Here are the things you can steal from a Burger King. You can order a burger, come back an hour later and tell them they made it wrong. They got to give you a new one as long as you got your receipt. If they give you trouble tell them you’re allergic to saline. Tell them saline is what killed your mom. Tell them saline makes your heart beat backwards. Cry if you got to. They’ll give you another even if they know you’re lying. Saline’s the shit they got in pickles. Also, you can steal toilet paper.
Sela taught me that. Sela taught me that at Starbucks you can steal the CDs they got and return them later for cash. At Auto Zone you can get $400 from the dopeman for those nitrous kits they keep on the bottom shelf. At Wal-Mart, the security won’t chase you past the parking lot. When Sela swoops its like she’s gone before she’s here. She’s faster with a DVD player under each arm than those security guards are in a car. Sela is eighteen and she will never be thirty, and that’s okay because I love her. Since I met Sela I don’t pay for food and I eat every day. Sela knows my real name is Daphine but she calls me Jody because that was her sister’s name. To Sela the whole world is for free and looking the other way. We’ve ganked guitars, tools and necklaces. We steal from the rich and we give to ourselves and except for that time at the mall, we never get caught. In April Sela’s aunt is coming back and then we’re going to move with her to California. Her family’s got a restaurant there and we’re going to be waitresses. Until then, we’re gonna do what we got to do and do it together. Like Sela says, “til the dirt.”
We stay in this empty-ass apartment we found about a month ago. I don’t know who used to live here but no one lives here now. And from the looks of things no one’s lived here in a long time because there are dead bugs in the window and all the metal has been stripped. At night it gets so cold Sela and I share a sleeping bag. I keep thinking the Super or the police are going to come through the door but no one ever does. One night a mouse bit my toe and I bled right through til morning. That’s what made me so slow that day at the mall. That’s what Sela said anyway, but she wasn’t even mad. “Mistakes happen.”
Sela didn’t come home last night. I tried not to worry, but I do.

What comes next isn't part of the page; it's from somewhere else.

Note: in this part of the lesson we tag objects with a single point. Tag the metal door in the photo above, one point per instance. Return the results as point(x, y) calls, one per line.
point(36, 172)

This morning when I leave, I see Daniel, the boy who lives downstairs.
“Hey,” I say.
“Hey,” Daniel likes me. He’s fat but he has sweet eyes. When his Mom is at work he lets me use their shower. “What up with you?” he asks.
“You already know,” I tell him.
“Hey, I was wondering—” but then a car is honking and even though she doesn’t drive I know its Sela. She’s in a big red Cutlass parked halfway up the sidewalk.
Daniel goes “Oh shit, ” but I barely hear him. Sela’s got the window rolled down and she’s laughing, waving both her hands.
“Girl, ” I scream, “Where’d you get a car?” I start running towards her.
“Um, bye,” says Daniel.
“Hurry up, Jody!” Sela’s got her arms over the steering wheel. She’s laughing so hard her face is hitting the horn.
“Where you get a car at, Sela?”
“You asking too many questions, girl. Come on!” I’m across the grass and into the parking lot. I can smell the rubber burning from the tires. I’m almost there.
“Sela,” I say.
“Come on Jody, hurry up! Run faster, Jody. Run faster!”